TZVETAN TODOROV (Bulgarian structuralist linguist publishing influential work on narrative from the 1960s onwards) Todorov suggested that stories begin with an equilibrium or status quo where any potentially opposing forces are in balance. This is disrupted by some event, setting in chain a series of events. Problems are solved so that order can be restored to the world of the fiction.
VLADIMIR PROPP (A Russian critic who examined 100s of examples of folk tales to see if they shared. any structures. His book on this 'Morphology of the Folk Tale' was first published in 1928) Propp looked at 100s of folk tales and identified 8 character roles and 31 narrative functions.
The 8 character roles are
1. The villain(s)
2. The hero
3. The donor ‑ who provides an object with some magic property.
4. The helper who aids the hero.
5. The princess (the sought for person) ‑ reward for the hero and object of the villain's schemes.
6. Her father ‑ who rewards the hero.
7. The dispatcher ‑ who sends the hero on his way.
8. The false hero
The character roles and the functions identified by Propp can be applied to all kinds of narrative. In TV news programmes we are often presented with 'heroes' and ‘villains'. Just think of the media portrayal of Saddam Hussein or Princess Diana.
CLAUDE LEVI‑STRAUSS Levi‑Strauss looked at narrative structure in terms of binary oppositions. Binary oppositions are sets of opposite values which reveal the structure of media texts. An example would be GOOD and EVIL ‑ we understand the concept of GOOD as being the opposite of EVIL. Levi ‑Strauss was not so interested in looking at the order in which events were arranged in the plot. He looked instead for deeper arrangements of themes. For example, if we look at Science Fiction films we can identify a series of binary oppositions which are created by the narrative:
Earth Space
Good Evil
Humans Aliens
Past Present
Normal Strange
Known Unknown
NARRATIVE ‑ TIME & SPACE
Narrative shapes material in terms of space and time ‑ it defines where things take place, when they take place, how quickly they take place. Narrative, especially that of film and TV, has an immense ability to manipulate our awareness of time and place e.g. flashbacks, replays of action, slow motion, speeding up, jumping between places and times.
NARRATIVE MODES There are two main modes of narrative which need to be structured.
. The narrative of events e.g. ‑ A hero shoots an enemy agent, dives into a lake,
triggers a remote control device which will destroy the enemy submarine.
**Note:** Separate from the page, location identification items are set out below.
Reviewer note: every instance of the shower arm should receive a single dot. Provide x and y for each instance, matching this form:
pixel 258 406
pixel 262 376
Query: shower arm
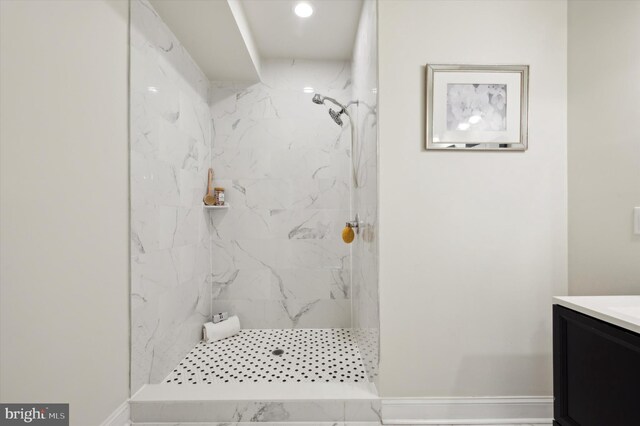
pixel 343 107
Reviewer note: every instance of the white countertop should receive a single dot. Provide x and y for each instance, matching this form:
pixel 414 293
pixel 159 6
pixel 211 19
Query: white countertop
pixel 623 311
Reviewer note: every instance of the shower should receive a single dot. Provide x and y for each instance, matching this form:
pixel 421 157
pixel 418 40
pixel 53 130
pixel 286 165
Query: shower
pixel 335 115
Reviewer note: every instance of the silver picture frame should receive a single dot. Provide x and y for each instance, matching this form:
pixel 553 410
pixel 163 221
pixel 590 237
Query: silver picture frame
pixel 467 117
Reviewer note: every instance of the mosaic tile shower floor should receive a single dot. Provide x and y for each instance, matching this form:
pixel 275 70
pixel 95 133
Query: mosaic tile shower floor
pixel 274 355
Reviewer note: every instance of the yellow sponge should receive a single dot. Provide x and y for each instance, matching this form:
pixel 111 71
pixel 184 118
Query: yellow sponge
pixel 348 235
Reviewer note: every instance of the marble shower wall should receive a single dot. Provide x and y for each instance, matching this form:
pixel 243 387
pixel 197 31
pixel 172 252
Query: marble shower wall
pixel 277 255
pixel 170 155
pixel 365 198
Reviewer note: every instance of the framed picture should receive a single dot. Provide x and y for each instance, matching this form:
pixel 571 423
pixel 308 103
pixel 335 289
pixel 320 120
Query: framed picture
pixel 477 107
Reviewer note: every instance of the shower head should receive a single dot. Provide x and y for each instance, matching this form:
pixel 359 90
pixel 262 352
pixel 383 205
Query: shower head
pixel 336 116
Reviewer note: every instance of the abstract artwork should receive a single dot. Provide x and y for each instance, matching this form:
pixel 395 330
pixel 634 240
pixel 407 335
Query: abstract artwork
pixel 479 107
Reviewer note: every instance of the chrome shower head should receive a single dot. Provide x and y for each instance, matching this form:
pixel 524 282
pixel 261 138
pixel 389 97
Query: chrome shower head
pixel 336 116
pixel 320 99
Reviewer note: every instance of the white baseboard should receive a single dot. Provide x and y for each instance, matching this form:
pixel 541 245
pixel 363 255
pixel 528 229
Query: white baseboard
pixel 468 411
pixel 120 417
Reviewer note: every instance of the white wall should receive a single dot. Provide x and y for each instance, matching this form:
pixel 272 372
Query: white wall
pixel 604 146
pixel 64 211
pixel 277 257
pixel 472 245
pixel 170 156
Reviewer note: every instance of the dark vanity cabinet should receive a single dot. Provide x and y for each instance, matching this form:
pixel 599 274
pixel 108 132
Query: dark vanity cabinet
pixel 596 371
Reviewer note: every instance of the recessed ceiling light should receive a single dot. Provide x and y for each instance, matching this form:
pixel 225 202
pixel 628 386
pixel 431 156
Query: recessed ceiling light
pixel 303 10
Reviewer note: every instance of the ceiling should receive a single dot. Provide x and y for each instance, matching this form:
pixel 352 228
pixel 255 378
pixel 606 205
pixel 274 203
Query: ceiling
pixel 210 30
pixel 327 34
pixel 229 38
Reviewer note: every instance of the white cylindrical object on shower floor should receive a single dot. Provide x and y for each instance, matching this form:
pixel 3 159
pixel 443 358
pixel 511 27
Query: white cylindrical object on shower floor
pixel 221 330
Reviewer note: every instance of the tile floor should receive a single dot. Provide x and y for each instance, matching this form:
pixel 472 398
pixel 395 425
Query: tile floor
pixel 274 355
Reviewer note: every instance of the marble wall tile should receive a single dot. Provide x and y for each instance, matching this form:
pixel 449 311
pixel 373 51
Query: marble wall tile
pixel 365 196
pixel 170 155
pixel 277 257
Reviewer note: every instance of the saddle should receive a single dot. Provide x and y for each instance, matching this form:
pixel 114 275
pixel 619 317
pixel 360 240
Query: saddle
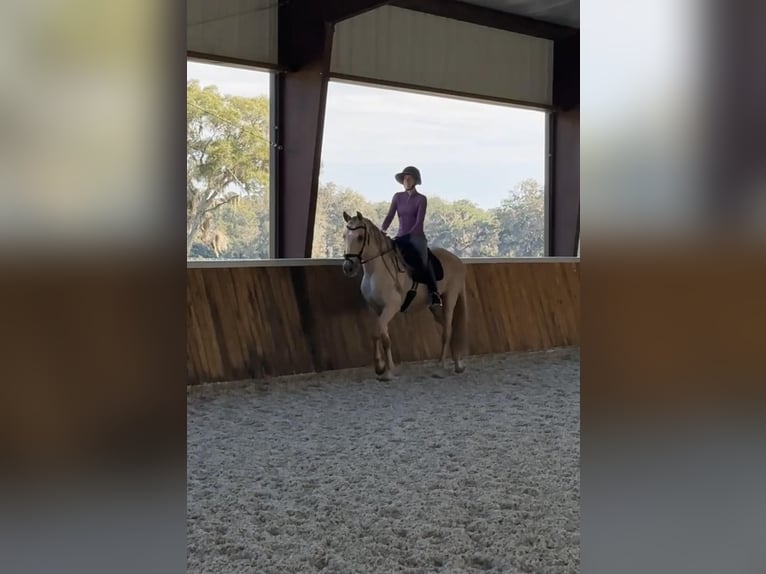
pixel 418 276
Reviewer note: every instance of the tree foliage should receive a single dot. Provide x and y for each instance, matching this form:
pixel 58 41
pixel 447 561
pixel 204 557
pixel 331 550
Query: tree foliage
pixel 228 200
pixel 227 159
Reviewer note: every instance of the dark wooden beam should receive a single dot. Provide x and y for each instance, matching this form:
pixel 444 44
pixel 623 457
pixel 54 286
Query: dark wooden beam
pixel 566 72
pixel 337 10
pixel 482 16
pixel 564 174
pixel 300 94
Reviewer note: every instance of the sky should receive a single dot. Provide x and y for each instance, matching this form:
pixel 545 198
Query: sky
pixel 464 149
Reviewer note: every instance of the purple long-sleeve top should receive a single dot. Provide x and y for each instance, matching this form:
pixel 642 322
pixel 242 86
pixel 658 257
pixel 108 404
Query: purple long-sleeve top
pixel 411 210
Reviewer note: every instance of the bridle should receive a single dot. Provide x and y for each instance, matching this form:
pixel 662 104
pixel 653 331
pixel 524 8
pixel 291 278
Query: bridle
pixel 350 256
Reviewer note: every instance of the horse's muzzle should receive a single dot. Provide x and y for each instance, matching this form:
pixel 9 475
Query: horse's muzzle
pixel 350 268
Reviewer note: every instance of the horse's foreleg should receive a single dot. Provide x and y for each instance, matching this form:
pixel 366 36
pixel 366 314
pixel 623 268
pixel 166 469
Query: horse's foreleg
pixel 378 358
pixel 446 320
pixel 388 313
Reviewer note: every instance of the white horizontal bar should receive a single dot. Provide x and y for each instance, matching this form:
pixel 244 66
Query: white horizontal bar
pixel 235 263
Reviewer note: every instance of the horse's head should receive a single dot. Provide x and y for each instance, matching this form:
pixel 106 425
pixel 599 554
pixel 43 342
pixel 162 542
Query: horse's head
pixel 363 242
pixel 355 240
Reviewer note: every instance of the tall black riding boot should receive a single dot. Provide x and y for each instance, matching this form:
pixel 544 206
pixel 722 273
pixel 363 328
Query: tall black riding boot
pixel 436 299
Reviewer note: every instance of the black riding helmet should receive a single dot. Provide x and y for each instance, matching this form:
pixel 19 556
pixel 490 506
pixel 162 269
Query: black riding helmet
pixel 409 170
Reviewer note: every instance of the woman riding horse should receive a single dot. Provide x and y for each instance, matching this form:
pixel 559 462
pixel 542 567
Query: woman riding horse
pixel 411 205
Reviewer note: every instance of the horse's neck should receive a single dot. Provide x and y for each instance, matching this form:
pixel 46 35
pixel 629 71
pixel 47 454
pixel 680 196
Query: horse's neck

2. The narrative of drama e.g. ‑ The heroine has a tense argument with the hero
and decides he was never her type and she is going to leave. Nothing has really
happened in terms of events but a lot has happened dramatically.
Using narrative to build suspense
Restricted narrative can be used to surprise an audience, e.g. when a character does not know what is waiting around the corner and neither does the audience. A degree of unrestricted narrative, the other 'half', can be used to effectively build suspense, as the audience are anticipating the events to come, of which the character has no knowledge. We are now having a very innocent little chat. Let us suppose that there is a bomb underneath this table between us. Nothing happens, and then all of a sudden, "Boom!" There is an explosion. The public is surprised, but prior to this surprise, it has seen an absolutely ordinary scene, of no special consequence. Now, let us take a suspense situation. The bomb is underneath the table and the public knows it, probably because they have seen the anarchist place it there. The public is aware that the bomb is going to explode at one o'clock and there is a clock in the decor. The public can see that it is a quarter to one. In these conditions this innocuous conversation becomes fascinating because the public is participating in the scene. The audience is longing to warn the characters on the screen: "You shouldn't be talking about such trivial matters. There's a bomb beneath you and it's about to explode". In this first case we have given the public fifteen seconds of surprise at the moment of explosion. In the second case we have provided them with fifteen minutes of suspense. The conclusion is that whenever possible the public must be informed.[Francois Truffaut, Hitchcock (New York: Simon and Schuster,1967), p.52]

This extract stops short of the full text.